Published Saturday, February 09, 2013
My daughter attends and plays basketball for Flint River Academy in Woodbury. During the 2012 season, we traveled to Harvester Christian School in Douglasville. The whistle blew to start the game, and I realized they did not play our National Anthem.
I loudly asked, “What about the National Anthem?” Many of those around me had the same feeling, but no response was given from Harvester Christian School.
Last week, I escorted my daughter to her game at Harvester Christian School. There was no National Anthem. Again, I loudly asked, “What about the National Anthem?” This time, the absence of response was not acceptable. I inquired why this school would not start athletic events with our National Anthem.
The boy’s basketball coach said, “I don’t know.” A scoreboard official said, “No, I really don’t know. I ain’t really thought about it.”
In my distress, I asked him if he thought our soldiers or veterans might be offended because the National Anthem wasn’t played. He said, “Take this up with the headmaster.”

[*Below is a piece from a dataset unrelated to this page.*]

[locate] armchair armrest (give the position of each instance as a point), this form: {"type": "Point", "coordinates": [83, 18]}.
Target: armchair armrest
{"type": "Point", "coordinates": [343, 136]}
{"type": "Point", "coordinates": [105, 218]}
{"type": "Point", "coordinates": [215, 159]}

I asked Joel Slater, headmaster, the same question. He shrugged his shoulders and said, “No reason, I guess, just haven’t done it.”
I can’t believe three supposedly responsible adults could not tell me the answer to this simple question. It is hard to swallow that these people in roles of leadership are not setting an example for youth.
Part of our country’s problem is we have moved away from the core values of our foundation. When we accept loud concert-type music to introduce an athletic competition but deny our citizens the right to participate in the National Anthem, our sense of patriotism, honor and pride is compromised. Our veterans and military members should be appalled.
I offered to purchase a CD of the National Anthem and a piece of equipment to play it, but Mr. Slater said they could get one if they wanted one.
I implore patriotic citizens, school staff, students, school alumni, board members, veterans, active military members, school partners and others to join me in addressing this negligence.